Paraît alors, en véritable prophétesse pacifiste, la poétesse romaine,
Corinne (référence explicite à la royaliste Madame de Staël) qui
improvise, selon l’antique tradition des poétesses grecques, comme à son
habitude, une ode de fraternité… (« Arpa gentil« ….). Accompagnée de sa harpe, l’inspirée s’affirme telle un nouvel Orphée féminin…
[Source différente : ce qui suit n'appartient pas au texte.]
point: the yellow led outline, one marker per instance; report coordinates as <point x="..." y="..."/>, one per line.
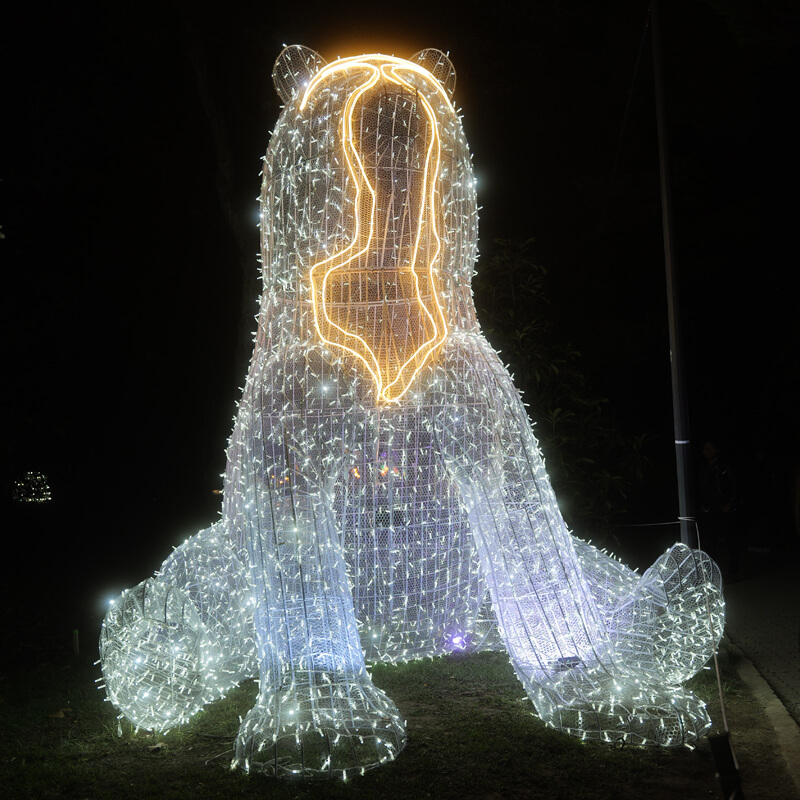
<point x="388" y="69"/>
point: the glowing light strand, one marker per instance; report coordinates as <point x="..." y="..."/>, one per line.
<point x="360" y="525"/>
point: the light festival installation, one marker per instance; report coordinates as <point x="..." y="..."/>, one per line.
<point x="385" y="498"/>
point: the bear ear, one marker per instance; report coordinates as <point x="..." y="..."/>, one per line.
<point x="439" y="65"/>
<point x="293" y="69"/>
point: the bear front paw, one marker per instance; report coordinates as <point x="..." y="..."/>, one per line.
<point x="335" y="728"/>
<point x="155" y="654"/>
<point x="671" y="624"/>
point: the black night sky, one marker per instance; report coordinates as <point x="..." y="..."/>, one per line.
<point x="131" y="146"/>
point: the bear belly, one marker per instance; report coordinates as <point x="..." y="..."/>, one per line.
<point x="413" y="567"/>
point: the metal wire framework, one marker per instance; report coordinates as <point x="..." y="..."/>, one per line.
<point x="385" y="497"/>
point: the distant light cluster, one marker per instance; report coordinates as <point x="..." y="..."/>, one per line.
<point x="33" y="488"/>
<point x="385" y="498"/>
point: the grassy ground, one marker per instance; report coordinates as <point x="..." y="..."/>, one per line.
<point x="471" y="734"/>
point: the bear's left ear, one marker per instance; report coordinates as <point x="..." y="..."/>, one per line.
<point x="439" y="65"/>
<point x="293" y="69"/>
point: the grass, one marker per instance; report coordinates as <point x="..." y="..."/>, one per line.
<point x="471" y="733"/>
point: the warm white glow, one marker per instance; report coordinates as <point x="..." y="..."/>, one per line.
<point x="385" y="498"/>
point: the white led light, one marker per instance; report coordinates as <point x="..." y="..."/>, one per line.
<point x="385" y="498"/>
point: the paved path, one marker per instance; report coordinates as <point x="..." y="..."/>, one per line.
<point x="763" y="619"/>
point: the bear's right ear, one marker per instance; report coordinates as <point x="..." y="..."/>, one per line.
<point x="293" y="69"/>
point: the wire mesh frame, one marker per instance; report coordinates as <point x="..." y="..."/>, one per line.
<point x="385" y="497"/>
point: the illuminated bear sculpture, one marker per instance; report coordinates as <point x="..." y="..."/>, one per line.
<point x="385" y="498"/>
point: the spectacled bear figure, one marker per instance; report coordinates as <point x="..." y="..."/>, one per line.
<point x="385" y="498"/>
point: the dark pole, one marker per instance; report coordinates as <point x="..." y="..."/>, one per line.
<point x="680" y="405"/>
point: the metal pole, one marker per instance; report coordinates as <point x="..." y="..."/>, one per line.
<point x="680" y="404"/>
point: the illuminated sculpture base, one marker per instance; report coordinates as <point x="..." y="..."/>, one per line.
<point x="385" y="497"/>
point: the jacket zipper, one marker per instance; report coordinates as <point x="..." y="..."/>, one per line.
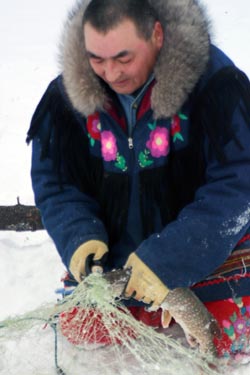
<point x="130" y="143"/>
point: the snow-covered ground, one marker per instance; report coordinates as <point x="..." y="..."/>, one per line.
<point x="30" y="268"/>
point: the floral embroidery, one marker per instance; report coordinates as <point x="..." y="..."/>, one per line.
<point x="109" y="147"/>
<point x="176" y="126"/>
<point x="237" y="328"/>
<point x="157" y="145"/>
<point x="94" y="128"/>
<point x="110" y="151"/>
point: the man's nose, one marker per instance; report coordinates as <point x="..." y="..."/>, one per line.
<point x="112" y="71"/>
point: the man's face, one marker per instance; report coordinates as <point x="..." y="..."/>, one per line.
<point x="122" y="58"/>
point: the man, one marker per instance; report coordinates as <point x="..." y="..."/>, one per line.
<point x="141" y="155"/>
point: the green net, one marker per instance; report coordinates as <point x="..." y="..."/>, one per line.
<point x="91" y="315"/>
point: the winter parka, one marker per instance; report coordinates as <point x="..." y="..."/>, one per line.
<point x="175" y="188"/>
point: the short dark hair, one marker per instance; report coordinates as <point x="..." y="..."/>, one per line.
<point x="105" y="15"/>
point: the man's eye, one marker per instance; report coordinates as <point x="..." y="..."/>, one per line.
<point x="96" y="60"/>
<point x="124" y="61"/>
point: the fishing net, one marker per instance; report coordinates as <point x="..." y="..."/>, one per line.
<point x="102" y="336"/>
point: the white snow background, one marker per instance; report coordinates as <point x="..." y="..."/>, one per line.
<point x="30" y="268"/>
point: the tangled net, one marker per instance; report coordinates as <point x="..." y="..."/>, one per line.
<point x="92" y="315"/>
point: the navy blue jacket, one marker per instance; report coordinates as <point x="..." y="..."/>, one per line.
<point x="176" y="190"/>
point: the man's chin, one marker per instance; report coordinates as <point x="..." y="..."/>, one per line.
<point x="122" y="88"/>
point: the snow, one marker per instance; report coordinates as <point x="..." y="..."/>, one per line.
<point x="30" y="31"/>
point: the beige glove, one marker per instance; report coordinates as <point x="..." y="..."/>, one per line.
<point x="143" y="284"/>
<point x="78" y="261"/>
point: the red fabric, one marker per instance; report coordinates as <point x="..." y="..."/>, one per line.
<point x="233" y="316"/>
<point x="81" y="326"/>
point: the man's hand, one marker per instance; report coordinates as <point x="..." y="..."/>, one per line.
<point x="143" y="284"/>
<point x="94" y="250"/>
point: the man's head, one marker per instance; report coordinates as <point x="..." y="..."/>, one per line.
<point x="122" y="39"/>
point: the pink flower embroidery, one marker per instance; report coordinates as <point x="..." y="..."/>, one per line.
<point x="94" y="126"/>
<point x="240" y="326"/>
<point x="158" y="142"/>
<point x="109" y="147"/>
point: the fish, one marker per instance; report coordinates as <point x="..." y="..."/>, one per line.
<point x="199" y="326"/>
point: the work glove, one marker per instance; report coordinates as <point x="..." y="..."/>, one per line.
<point x="88" y="255"/>
<point x="144" y="285"/>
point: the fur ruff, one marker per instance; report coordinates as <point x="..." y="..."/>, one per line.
<point x="181" y="62"/>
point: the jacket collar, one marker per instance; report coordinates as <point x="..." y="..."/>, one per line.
<point x="181" y="62"/>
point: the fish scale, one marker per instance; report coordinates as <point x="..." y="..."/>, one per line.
<point x="199" y="326"/>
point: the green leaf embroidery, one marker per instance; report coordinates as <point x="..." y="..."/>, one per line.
<point x="178" y="136"/>
<point x="152" y="126"/>
<point x="120" y="162"/>
<point x="229" y="331"/>
<point x="182" y="116"/>
<point x="143" y="159"/>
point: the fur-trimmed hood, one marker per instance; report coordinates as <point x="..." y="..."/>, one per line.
<point x="181" y="62"/>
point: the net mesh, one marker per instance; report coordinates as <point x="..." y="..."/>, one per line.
<point x="101" y="334"/>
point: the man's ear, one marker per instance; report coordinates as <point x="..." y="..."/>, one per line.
<point x="158" y="35"/>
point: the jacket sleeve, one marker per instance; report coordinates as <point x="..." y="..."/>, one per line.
<point x="70" y="216"/>
<point x="207" y="230"/>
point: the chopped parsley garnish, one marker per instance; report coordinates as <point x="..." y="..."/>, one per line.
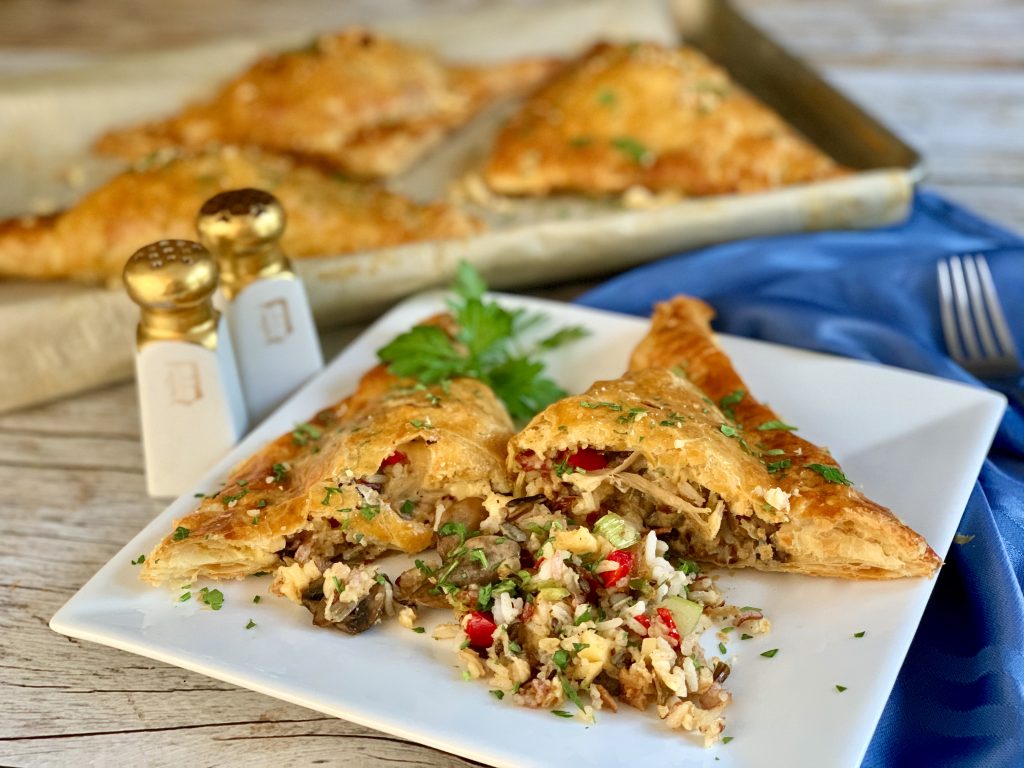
<point x="570" y="692"/>
<point x="229" y="500"/>
<point x="634" y="150"/>
<point x="305" y="432"/>
<point x="775" y="424"/>
<point x="832" y="474"/>
<point x="562" y="468"/>
<point x="727" y="402"/>
<point x="585" y="616"/>
<point x="455" y="528"/>
<point x="687" y="566"/>
<point x="487" y="346"/>
<point x="601" y="403"/>
<point x="329" y="492"/>
<point x="213" y="598"/>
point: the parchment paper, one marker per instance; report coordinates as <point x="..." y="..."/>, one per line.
<point x="58" y="339"/>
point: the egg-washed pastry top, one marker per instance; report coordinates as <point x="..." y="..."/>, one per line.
<point x="825" y="525"/>
<point x="376" y="472"/>
<point x="645" y="115"/>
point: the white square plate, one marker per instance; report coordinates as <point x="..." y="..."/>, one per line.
<point x="913" y="442"/>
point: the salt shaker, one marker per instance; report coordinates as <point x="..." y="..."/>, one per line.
<point x="188" y="388"/>
<point x="268" y="313"/>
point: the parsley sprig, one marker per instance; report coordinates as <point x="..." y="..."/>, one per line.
<point x="487" y="346"/>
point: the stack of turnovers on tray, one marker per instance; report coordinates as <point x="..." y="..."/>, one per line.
<point x="304" y="125"/>
<point x="160" y="198"/>
<point x="312" y="125"/>
<point x="644" y="115"/>
<point x="571" y="552"/>
<point x="353" y="100"/>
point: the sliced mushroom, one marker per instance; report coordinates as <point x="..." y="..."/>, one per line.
<point x="413" y="587"/>
<point x="484" y="560"/>
<point x="359" y="617"/>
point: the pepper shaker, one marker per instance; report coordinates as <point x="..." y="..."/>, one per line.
<point x="189" y="393"/>
<point x="268" y="313"/>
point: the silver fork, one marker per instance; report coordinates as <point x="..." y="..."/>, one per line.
<point x="973" y="323"/>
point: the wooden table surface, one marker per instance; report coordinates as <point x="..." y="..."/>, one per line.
<point x="946" y="74"/>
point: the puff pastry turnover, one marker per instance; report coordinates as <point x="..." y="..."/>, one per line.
<point x="328" y="215"/>
<point x="379" y="471"/>
<point x="354" y="100"/>
<point x="829" y="527"/>
<point x="665" y="119"/>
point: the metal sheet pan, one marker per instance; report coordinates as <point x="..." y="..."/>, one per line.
<point x="68" y="337"/>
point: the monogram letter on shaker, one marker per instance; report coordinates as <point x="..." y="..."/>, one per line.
<point x="265" y="302"/>
<point x="188" y="389"/>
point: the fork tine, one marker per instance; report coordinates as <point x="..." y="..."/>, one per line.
<point x="977" y="301"/>
<point x="995" y="308"/>
<point x="946" y="312"/>
<point x="961" y="299"/>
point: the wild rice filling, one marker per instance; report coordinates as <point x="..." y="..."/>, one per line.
<point x="694" y="520"/>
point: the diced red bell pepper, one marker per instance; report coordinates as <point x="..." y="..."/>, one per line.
<point x="670" y="624"/>
<point x="480" y="629"/>
<point x="588" y="460"/>
<point x="396" y="458"/>
<point x="624" y="559"/>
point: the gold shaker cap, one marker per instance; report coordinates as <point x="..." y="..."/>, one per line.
<point x="243" y="229"/>
<point x="173" y="282"/>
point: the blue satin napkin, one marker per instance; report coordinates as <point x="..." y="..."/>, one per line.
<point x="960" y="696"/>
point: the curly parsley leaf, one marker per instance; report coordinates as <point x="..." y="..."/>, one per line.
<point x="487" y="346"/>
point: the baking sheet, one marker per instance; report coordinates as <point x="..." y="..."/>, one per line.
<point x="49" y="120"/>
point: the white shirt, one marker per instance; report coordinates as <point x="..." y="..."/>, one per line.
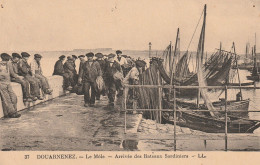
<point x="122" y="60"/>
<point x="132" y="74"/>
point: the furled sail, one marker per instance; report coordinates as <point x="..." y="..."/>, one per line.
<point x="200" y="73"/>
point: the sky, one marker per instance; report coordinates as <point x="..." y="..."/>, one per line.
<point x="126" y="24"/>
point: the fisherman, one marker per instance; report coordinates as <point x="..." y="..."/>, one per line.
<point x="70" y="70"/>
<point x="82" y="61"/>
<point x="91" y="70"/>
<point x="8" y="97"/>
<point x="24" y="70"/>
<point x="111" y="68"/>
<point x="13" y="68"/>
<point x="37" y="73"/>
<point x="239" y="96"/>
<point x="102" y="63"/>
<point x="75" y="75"/>
<point x="132" y="77"/>
<point x="122" y="61"/>
<point x="59" y="70"/>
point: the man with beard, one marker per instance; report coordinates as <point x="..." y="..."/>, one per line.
<point x="82" y="61"/>
<point x="70" y="70"/>
<point x="13" y="68"/>
<point x="37" y="73"/>
<point x="91" y="70"/>
<point x="111" y="68"/>
<point x="59" y="70"/>
<point x="8" y="97"/>
<point x="75" y="74"/>
<point x="24" y="70"/>
<point x="102" y="64"/>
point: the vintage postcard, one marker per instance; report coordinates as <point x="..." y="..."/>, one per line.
<point x="123" y="82"/>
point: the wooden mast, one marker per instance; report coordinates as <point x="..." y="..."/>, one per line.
<point x="201" y="50"/>
<point x="150" y="48"/>
<point x="174" y="56"/>
<point x="238" y="76"/>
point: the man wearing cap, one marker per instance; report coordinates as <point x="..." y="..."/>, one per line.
<point x="102" y="64"/>
<point x="24" y="70"/>
<point x="13" y="68"/>
<point x="122" y="61"/>
<point x="75" y="75"/>
<point x="133" y="76"/>
<point x="59" y="70"/>
<point x="82" y="61"/>
<point x="70" y="70"/>
<point x="111" y="68"/>
<point x="37" y="73"/>
<point x="8" y="97"/>
<point x="91" y="70"/>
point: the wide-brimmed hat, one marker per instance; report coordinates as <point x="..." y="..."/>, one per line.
<point x="74" y="56"/>
<point x="81" y="56"/>
<point x="16" y="55"/>
<point x="5" y="57"/>
<point x="90" y="54"/>
<point x="37" y="56"/>
<point x="111" y="55"/>
<point x="140" y="63"/>
<point x="118" y="51"/>
<point x="25" y="54"/>
<point x="99" y="55"/>
<point x="62" y="57"/>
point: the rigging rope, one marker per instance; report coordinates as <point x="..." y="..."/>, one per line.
<point x="195" y="30"/>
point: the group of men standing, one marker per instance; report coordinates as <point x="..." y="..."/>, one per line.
<point x="112" y="68"/>
<point x="16" y="68"/>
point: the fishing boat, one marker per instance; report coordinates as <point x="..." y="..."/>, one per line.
<point x="204" y="122"/>
<point x="210" y="120"/>
<point x="255" y="74"/>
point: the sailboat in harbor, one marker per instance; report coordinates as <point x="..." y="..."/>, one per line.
<point x="211" y="120"/>
<point x="255" y="74"/>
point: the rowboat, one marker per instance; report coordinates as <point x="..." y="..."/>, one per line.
<point x="206" y="123"/>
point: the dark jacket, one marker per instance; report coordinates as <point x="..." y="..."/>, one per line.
<point x="90" y="72"/>
<point x="102" y="64"/>
<point x="69" y="67"/>
<point x="81" y="66"/>
<point x="109" y="71"/>
<point x="58" y="68"/>
<point x="24" y="68"/>
<point x="13" y="69"/>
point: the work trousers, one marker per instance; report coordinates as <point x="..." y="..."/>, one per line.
<point x="87" y="98"/>
<point x="44" y="82"/>
<point x="34" y="85"/>
<point x="111" y="90"/>
<point x="9" y="99"/>
<point x="25" y="86"/>
<point x="71" y="79"/>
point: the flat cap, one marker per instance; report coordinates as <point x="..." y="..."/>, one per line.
<point x="140" y="63"/>
<point x="16" y="55"/>
<point x="74" y="56"/>
<point x="62" y="57"/>
<point x="5" y="57"/>
<point x="81" y="56"/>
<point x="118" y="51"/>
<point x="111" y="55"/>
<point x="99" y="55"/>
<point x="90" y="54"/>
<point x="25" y="54"/>
<point x="37" y="56"/>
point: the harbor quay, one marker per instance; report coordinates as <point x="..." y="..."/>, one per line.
<point x="62" y="123"/>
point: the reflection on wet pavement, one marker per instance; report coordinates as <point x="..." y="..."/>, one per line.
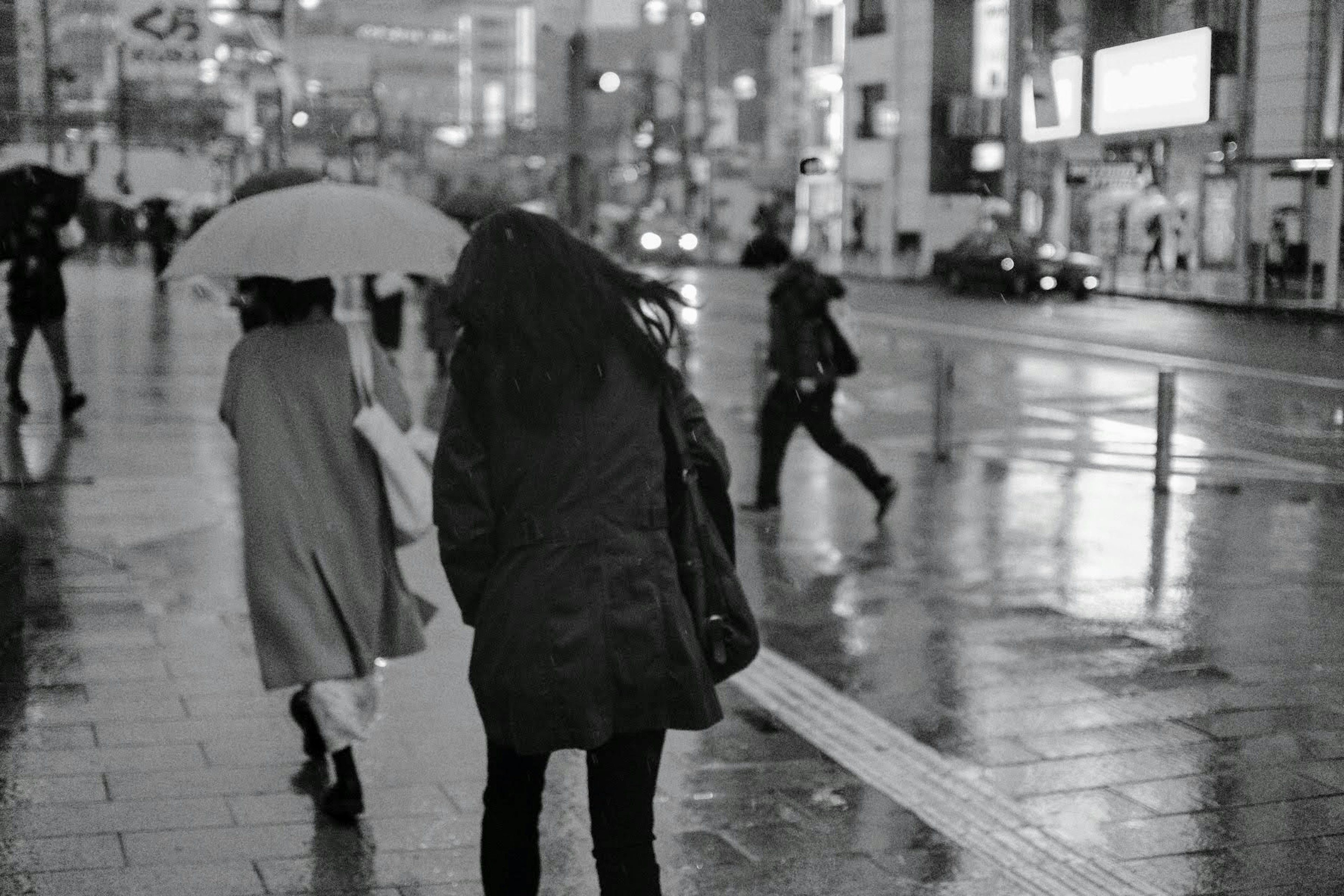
<point x="1155" y="678"/>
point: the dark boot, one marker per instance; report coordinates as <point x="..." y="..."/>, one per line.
<point x="344" y="801"/>
<point x="886" y="495"/>
<point x="72" y="402"/>
<point x="303" y="714"/>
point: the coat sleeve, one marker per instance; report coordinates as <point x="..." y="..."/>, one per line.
<point x="229" y="394"/>
<point x="463" y="510"/>
<point x="712" y="464"/>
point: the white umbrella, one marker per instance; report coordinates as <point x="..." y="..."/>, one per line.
<point x="322" y="230"/>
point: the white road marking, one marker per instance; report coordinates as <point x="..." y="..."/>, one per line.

Pendant que chacun espère le venue des chevaux pour transporter la fière
troupe, Madame Cortèse observe Lord Sidney, rongé par un amour non
déclaré pour la belle et impressionnante Corinne laquelle est
accompagnée de sa suivante, une déliceuse grecque, Délia que la troupe
réconforte car elle s’inquiète de l’évolution de la guerre des grecs
pour leur liberté. Corinne doit aussi supporter la cour insistante que
lui fait Belfiore, Casanova caricatural pour lequel la belle poètesse ne
serait qu’un trophée de plus, dans une liste déjà longue de proies
européennes. Don Profondo qui en pince aussi pour Corinne, tente de se
distinguer en traçant le portrait des convices présents selon les objets
de valeurs qu’ils transportent (« Medaglie incomparabili »…).
Nouvelle terrible: les convives voyageurs apprennent qu’il ne reste
aucun cheval disponible pour les mener à bon port, jusqu’à Reims. Ils ne
pourront donc pas assister au Sacre de Charles X. Chacun décide de
prendre la diligence quotidienne pour regagner Paris dès le lendemain
matin: la ville s’apprête à fêter le souverain, après son sacre rémois.
Mais, souhaitant célébrer coûte que coûte l’événement royal, tous
organisent une fête le soir même au Lys d’or… Mais la querelle
qu’oppose Libenskof et Mélibéa assombrit le tableau. Heureusement leur
dissension s’atténue, et le duo amoureux roucoule de plus belle (duo: « D’alma celeste, oh Dio« …)


Final.
Dans les jardins de l’hôtel apprêté pour l’occasion, et
payé sur la cassette que chacun destinait aux frais du Voyage à Reims
(qui finalement n’aura pas lieu), se tient un somptueux buffet.
Musiciens et danseurs se pressent à la fête. Le Baron de Trombonok
propose de porter un toast à la famille royale: chacun s’empresse mais
dans le style de son propre pays. Dans les diverses tessitures vocales
préalablement caractérisées, Rossini expérimente les styles européens en
fonction des nationalités ainsi réunies. Corinne souligne l’événement:
la poétesse clame en l’improvisant, une nouvelle ode de son inspiration à
la gloire du nouveau monarque de France, Charles X.

CD


Claudio Abbado, 1984


Enregistré lors du Festival Rossini de Pesaro, Abbado fait des miracles
d’intelligence dansante et psychologique à la tête de l’Orchestre de
chambre d’Europe. Le maestro mêle au brio de la direction qui détaille
chaque idée rossinienne comme une pépite amusée, la cohérence de la
troupe d’individualités. La distribution est d’une tenue exceptionnelle,
articulant l’abattage rossinien avec naturel et style. Solistes: Katia
Ricciarelli (Madame Cortese), Lella Cuberli (Folleville), Melibea (Lucia
Valentini Terrani), Cecilia Gasdia (Corinna), Francisco Araiza
(Libenskof),Lord Sidney (Samuel Ramey), Don Profondo (Ruggero Raimondi),
Prague Philharmonic chorus. Chamber orchestra of Europe. Claudio
Abbado, direction. (2 cd Deutsche grammophon, récemment réédité en
juillet 2008 à l’occasion de l’anniversaire de Claudio Abbado.